This page could have been really, genuinely useful to my endeavors the last two days and I was very happy when I found it. Unfortunately I must say I find many of the expressions here dodgy at best, and just wrong at worst. Could we turn this into a resource for the (many) ways that
WikiAuthors have implemented this? --
SvenNeumann
Let's use this page to discuss the
RegularExpressions and use the other page as a document.
Great idea! Maybe I'm just a bit slow, but some of these RegExes give me a splittin' headache :)
The emphasis
RegularExpression /'{3}(.*?)'{3}/ looks like it would match situations where the apostrophes contain nothing. Wouldn't
/'{3}(.*)'{3}/ be simpler? And horizontal line
RegularExpression should only match
exactly 4 dashes not 4 or more. --
AdewaleOshineye
Also in
HtagWiki I use the backreferencing to make it easy to match several alternate formatting rules like:
(''|//)(.*?)\1
for example to allow the slash notation too in one simple expression. Also, I believe matching blank apostrophe parts is accuarate too, as long as the rules are ordered with the expression gobbling the most quotes first. -- sn
Let's try this one:
^ +(.*)\n','<pre>$1</pre>
to mark all monospaced lines and
</pre><pre>
for deletion after to merge the lines into a single block. is that accurate?

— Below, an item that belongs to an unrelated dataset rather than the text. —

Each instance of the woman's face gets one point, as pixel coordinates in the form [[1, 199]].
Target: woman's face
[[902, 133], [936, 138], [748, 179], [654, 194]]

What is an efficient quick and dirty way for the spell checker? I tried a
RegularExpression but that took over 14seconds for a small page and a 270k dictionary. A simple search for each word takes only 0.4seconds. Of course indexing would speed this up. But perhaps I'm approaching this from the wrong end too. How is simple spell checking usually implemented? -- sn
By the users... it's a wiki, after all.